She looked over her shoulder at him. There was an impish look in her eyes. “I do not know if I should tell you.”

“Why not?”

“It might… unnerve you.”

He frowned. “What do you mean?”

“I am from Wulfengar.”

He stopped dead on the steps and stared at her. She laughed, enjoying the effect her words had had on him, clearly not surprised to see his reaction. Her admission shocked him. In Wulfengar, women were not held in high regard, and it was unknown for them to enter the army, or indeed to sit on any council or hold any office in the land. They were forbidden to attend school or university. Wulfengar men regarded their women as brood mares, figures to satisfy their lust and produce their offspring, to cook their meals and look after them when they returned home at the end of the day.

Needless to say, Procella’s position was rather unusual.

“By the oak leaf,” said Chonrad. “How did you manage that?”

“My mother’s mother was from Laxony.” She carried on down the stairs. “My grandfather met her while on a raid across the Wall, and he carried her back with him as a spoil of victory.”

Chonrad said nothing. It was an increasing problem, one that angered him greatly.

“I do not think they were that unhappy. She grew to love him, in her way. But she brought up her daughter – my mother, to be strong and independent, and although my father did his best to control her, my mother managed to do the same for me. She was determined I escape the hold of Wulfengar, as she had not, and so, unknown to my father, she took me to Heartwood herself for the Allectus, and left me there when I was chosen.”

“That must have been hard.”

“It was a long time ago,” was all she said.

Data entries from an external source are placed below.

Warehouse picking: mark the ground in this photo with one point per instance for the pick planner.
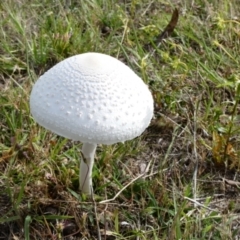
(180, 178)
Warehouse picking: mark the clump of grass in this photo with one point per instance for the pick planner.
(191, 149)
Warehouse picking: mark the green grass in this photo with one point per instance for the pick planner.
(192, 148)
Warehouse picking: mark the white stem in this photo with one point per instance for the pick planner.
(86, 165)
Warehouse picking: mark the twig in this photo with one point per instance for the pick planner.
(135, 179)
(196, 203)
(195, 154)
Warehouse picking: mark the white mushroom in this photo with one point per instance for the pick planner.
(93, 98)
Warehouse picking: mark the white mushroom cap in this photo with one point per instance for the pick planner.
(94, 98)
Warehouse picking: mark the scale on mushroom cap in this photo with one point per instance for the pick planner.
(93, 98)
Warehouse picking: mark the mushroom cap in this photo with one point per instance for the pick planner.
(94, 98)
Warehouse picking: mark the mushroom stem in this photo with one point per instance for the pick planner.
(86, 165)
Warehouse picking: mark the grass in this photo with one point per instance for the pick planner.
(191, 149)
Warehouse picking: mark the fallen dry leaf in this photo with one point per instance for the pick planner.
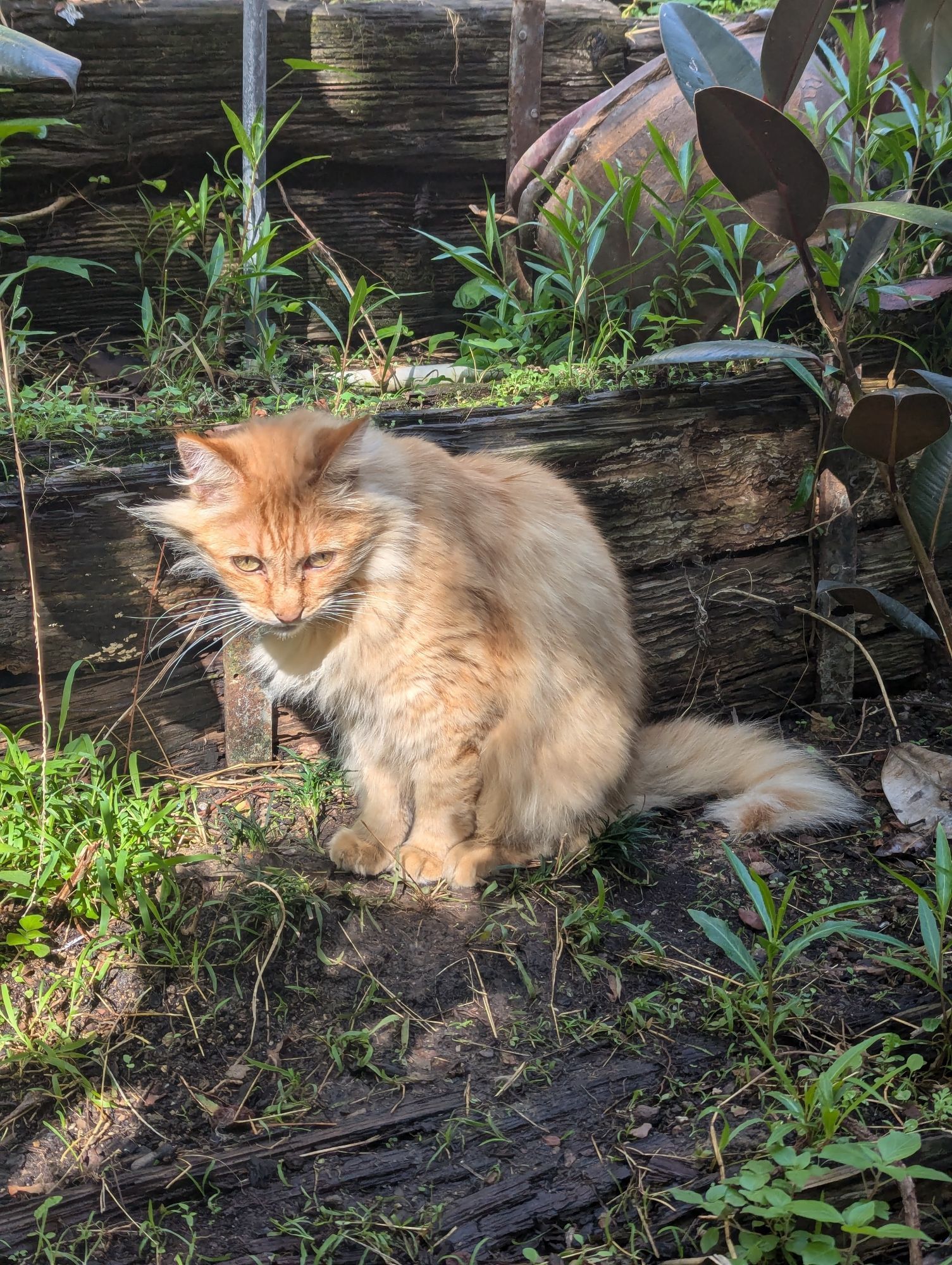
(901, 844)
(231, 1118)
(751, 919)
(918, 785)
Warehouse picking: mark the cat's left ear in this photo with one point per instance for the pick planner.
(209, 470)
(337, 450)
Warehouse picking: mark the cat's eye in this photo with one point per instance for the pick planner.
(321, 558)
(245, 562)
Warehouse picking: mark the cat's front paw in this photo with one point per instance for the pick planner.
(365, 857)
(421, 866)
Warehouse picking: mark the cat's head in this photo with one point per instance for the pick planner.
(276, 512)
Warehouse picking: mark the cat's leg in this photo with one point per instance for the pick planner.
(370, 844)
(445, 814)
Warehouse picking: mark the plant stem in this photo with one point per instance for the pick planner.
(927, 571)
(834, 327)
(837, 628)
(35, 605)
(833, 324)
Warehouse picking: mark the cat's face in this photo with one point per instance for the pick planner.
(271, 513)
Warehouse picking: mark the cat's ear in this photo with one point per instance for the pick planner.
(208, 470)
(337, 450)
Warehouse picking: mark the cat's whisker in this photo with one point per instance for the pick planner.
(204, 629)
(228, 634)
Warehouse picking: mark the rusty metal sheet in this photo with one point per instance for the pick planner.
(526, 44)
(250, 717)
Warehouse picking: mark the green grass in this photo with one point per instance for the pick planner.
(84, 837)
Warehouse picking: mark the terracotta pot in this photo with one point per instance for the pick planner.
(614, 130)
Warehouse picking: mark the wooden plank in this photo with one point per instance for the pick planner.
(691, 486)
(373, 219)
(526, 51)
(416, 82)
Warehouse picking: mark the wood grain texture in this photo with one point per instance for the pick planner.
(691, 486)
(418, 83)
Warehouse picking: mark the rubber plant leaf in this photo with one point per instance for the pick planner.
(871, 602)
(702, 52)
(789, 44)
(763, 159)
(25, 59)
(891, 426)
(930, 489)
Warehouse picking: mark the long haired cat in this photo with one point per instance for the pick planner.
(461, 623)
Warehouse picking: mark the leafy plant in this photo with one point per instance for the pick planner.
(779, 175)
(208, 278)
(928, 962)
(761, 1210)
(780, 943)
(818, 1104)
(83, 836)
(588, 925)
(30, 935)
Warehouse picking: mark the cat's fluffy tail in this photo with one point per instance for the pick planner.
(763, 785)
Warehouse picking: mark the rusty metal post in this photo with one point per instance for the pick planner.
(250, 718)
(837, 560)
(526, 44)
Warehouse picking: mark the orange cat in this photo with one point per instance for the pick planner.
(462, 624)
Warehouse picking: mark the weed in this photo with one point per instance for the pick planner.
(207, 276)
(374, 1233)
(760, 1211)
(781, 944)
(928, 963)
(85, 837)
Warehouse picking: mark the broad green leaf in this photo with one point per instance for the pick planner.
(895, 1145)
(25, 59)
(871, 602)
(924, 217)
(729, 350)
(703, 54)
(65, 264)
(815, 1211)
(720, 935)
(929, 929)
(855, 1156)
(893, 424)
(34, 127)
(925, 40)
(300, 64)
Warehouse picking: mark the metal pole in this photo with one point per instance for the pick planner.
(254, 94)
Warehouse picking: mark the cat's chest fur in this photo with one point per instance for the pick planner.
(349, 672)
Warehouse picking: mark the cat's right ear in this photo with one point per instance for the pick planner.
(209, 474)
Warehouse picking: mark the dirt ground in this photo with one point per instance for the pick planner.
(314, 1070)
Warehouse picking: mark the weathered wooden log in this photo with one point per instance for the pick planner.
(412, 83)
(691, 485)
(392, 1145)
(371, 219)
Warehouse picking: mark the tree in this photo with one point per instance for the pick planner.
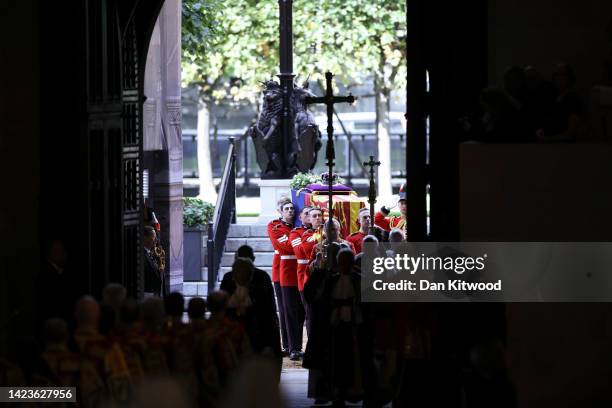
(230, 46)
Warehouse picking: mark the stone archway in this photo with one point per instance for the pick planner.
(162, 144)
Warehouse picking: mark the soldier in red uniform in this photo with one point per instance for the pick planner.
(382, 219)
(279, 231)
(356, 238)
(302, 261)
(278, 292)
(310, 238)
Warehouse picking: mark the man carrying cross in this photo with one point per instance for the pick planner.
(382, 218)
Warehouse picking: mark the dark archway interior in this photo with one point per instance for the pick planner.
(71, 127)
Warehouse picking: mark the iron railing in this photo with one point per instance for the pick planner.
(225, 214)
(350, 148)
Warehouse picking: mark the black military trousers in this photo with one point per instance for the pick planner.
(294, 316)
(281, 315)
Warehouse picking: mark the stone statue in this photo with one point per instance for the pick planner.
(303, 143)
(307, 134)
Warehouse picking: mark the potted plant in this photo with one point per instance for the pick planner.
(197, 213)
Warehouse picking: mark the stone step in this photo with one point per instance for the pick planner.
(191, 289)
(248, 231)
(261, 258)
(257, 243)
(225, 269)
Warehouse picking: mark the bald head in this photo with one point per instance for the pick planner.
(217, 301)
(396, 235)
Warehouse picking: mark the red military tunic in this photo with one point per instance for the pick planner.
(302, 259)
(388, 223)
(356, 238)
(276, 258)
(309, 240)
(279, 231)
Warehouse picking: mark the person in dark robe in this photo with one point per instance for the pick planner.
(251, 301)
(152, 274)
(55, 285)
(335, 353)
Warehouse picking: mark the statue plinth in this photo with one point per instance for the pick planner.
(270, 191)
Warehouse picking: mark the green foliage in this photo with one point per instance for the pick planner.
(196, 212)
(301, 180)
(231, 45)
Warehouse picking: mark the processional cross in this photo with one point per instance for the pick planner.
(372, 190)
(330, 100)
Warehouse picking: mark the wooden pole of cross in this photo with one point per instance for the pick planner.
(330, 100)
(372, 190)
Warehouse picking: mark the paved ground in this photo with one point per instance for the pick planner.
(294, 384)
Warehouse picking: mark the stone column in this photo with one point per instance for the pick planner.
(168, 184)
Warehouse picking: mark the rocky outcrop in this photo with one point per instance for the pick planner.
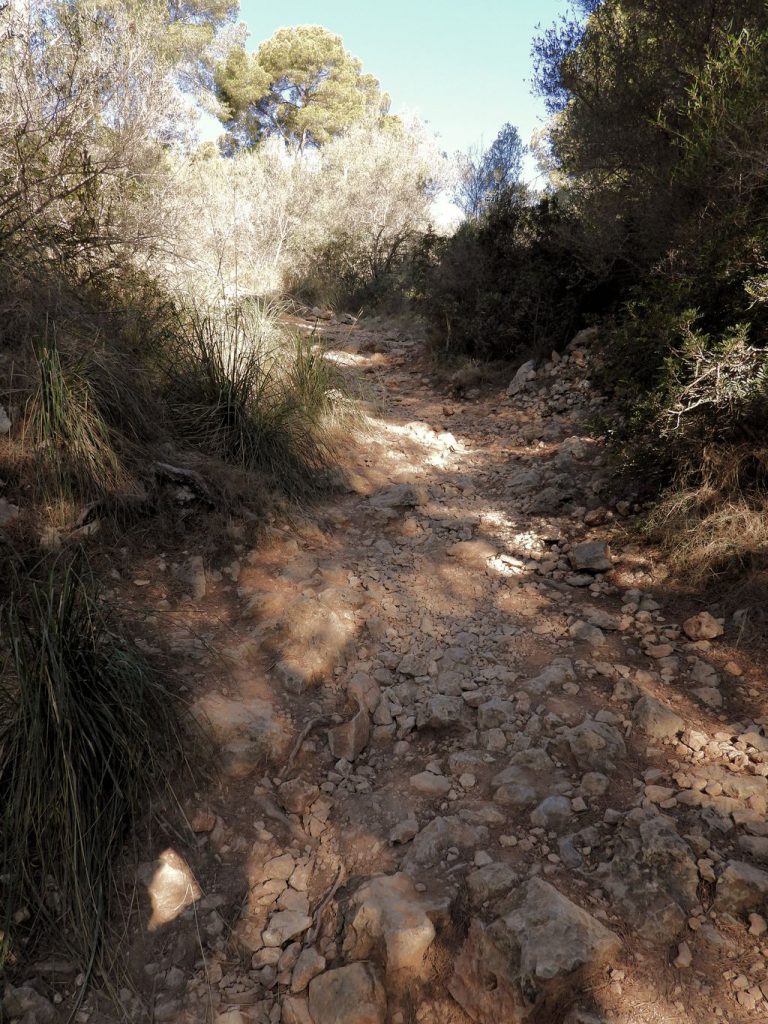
(529, 955)
(387, 915)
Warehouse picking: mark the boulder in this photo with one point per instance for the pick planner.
(543, 946)
(387, 913)
(351, 994)
(653, 877)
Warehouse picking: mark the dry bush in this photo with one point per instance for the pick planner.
(318, 222)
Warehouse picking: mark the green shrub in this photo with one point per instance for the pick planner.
(508, 286)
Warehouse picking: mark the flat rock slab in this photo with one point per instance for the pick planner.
(387, 912)
(508, 969)
(351, 994)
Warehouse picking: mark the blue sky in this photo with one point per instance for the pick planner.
(464, 68)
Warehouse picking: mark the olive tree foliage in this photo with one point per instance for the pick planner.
(617, 77)
(301, 85)
(271, 218)
(483, 175)
(89, 107)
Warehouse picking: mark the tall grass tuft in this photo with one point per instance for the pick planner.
(87, 735)
(72, 440)
(242, 390)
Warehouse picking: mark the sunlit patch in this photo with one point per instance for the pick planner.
(346, 358)
(506, 565)
(172, 889)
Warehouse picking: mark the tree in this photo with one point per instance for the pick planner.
(486, 174)
(617, 84)
(300, 85)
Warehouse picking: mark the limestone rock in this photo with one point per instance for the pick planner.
(285, 925)
(8, 512)
(247, 729)
(440, 713)
(523, 376)
(387, 911)
(440, 834)
(702, 627)
(27, 1003)
(194, 574)
(591, 556)
(310, 638)
(495, 714)
(430, 784)
(399, 496)
(652, 878)
(491, 882)
(741, 887)
(351, 994)
(308, 966)
(296, 795)
(171, 886)
(295, 1011)
(349, 739)
(596, 744)
(508, 968)
(656, 720)
(554, 814)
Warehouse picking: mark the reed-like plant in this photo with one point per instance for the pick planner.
(88, 734)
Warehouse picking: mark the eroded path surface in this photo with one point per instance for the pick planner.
(473, 768)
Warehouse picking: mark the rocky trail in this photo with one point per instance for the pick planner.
(475, 766)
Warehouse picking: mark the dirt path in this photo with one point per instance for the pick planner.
(473, 768)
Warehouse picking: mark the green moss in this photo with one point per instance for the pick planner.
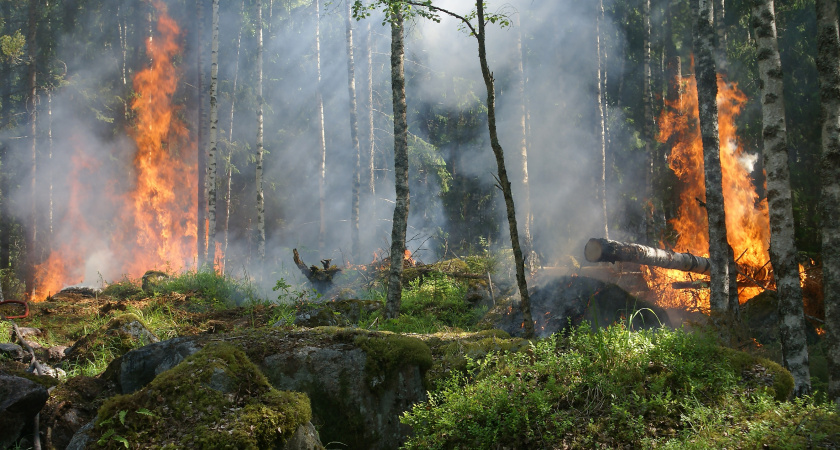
(116, 338)
(216, 398)
(388, 353)
(753, 369)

Reaching the bottom of the steps, they entered the large Watchroom. Usually a large oak door closed it off from the corridor to the north tower. Today, because all shifts of the Custodes were on Watch, they had pushed the doors open. The room now stretched from one tower of the Porta to the other, spanning the length of the wide drawbridge and portcullis below. The place was filled with knights, some arming themselves from the stock of weapons to one side of the room, others checking on the rota sheet where they were supposed to be at specific times of the day. They parted respectfully to let Procella, Chonrad and Fulco through as they crossed to the other tower and descended the final staircase to the outside world.

“Busy today,” Chonrad commented, watching as a group of Hanaire visitors, distinguishable by their long fair hair, stopped at the gates to talk to the Custodes who ticked names off their list of invited guests.

“The busiest I have seen it for a long time,” Procella agreed. They slipped past the Hanaireans and walked into the Baillium, the large area inside Heartwood’s walls. The wide path led straight through the scatter of buildings and temporary tents to the Castellum.

“Everyone has come to see the show,” Chonrad murmured. He glanced aside at a large group of Wulfengar knights who sat in front of a tent, swilling ale. Instinctively, his hand fell to the pommel of his sword.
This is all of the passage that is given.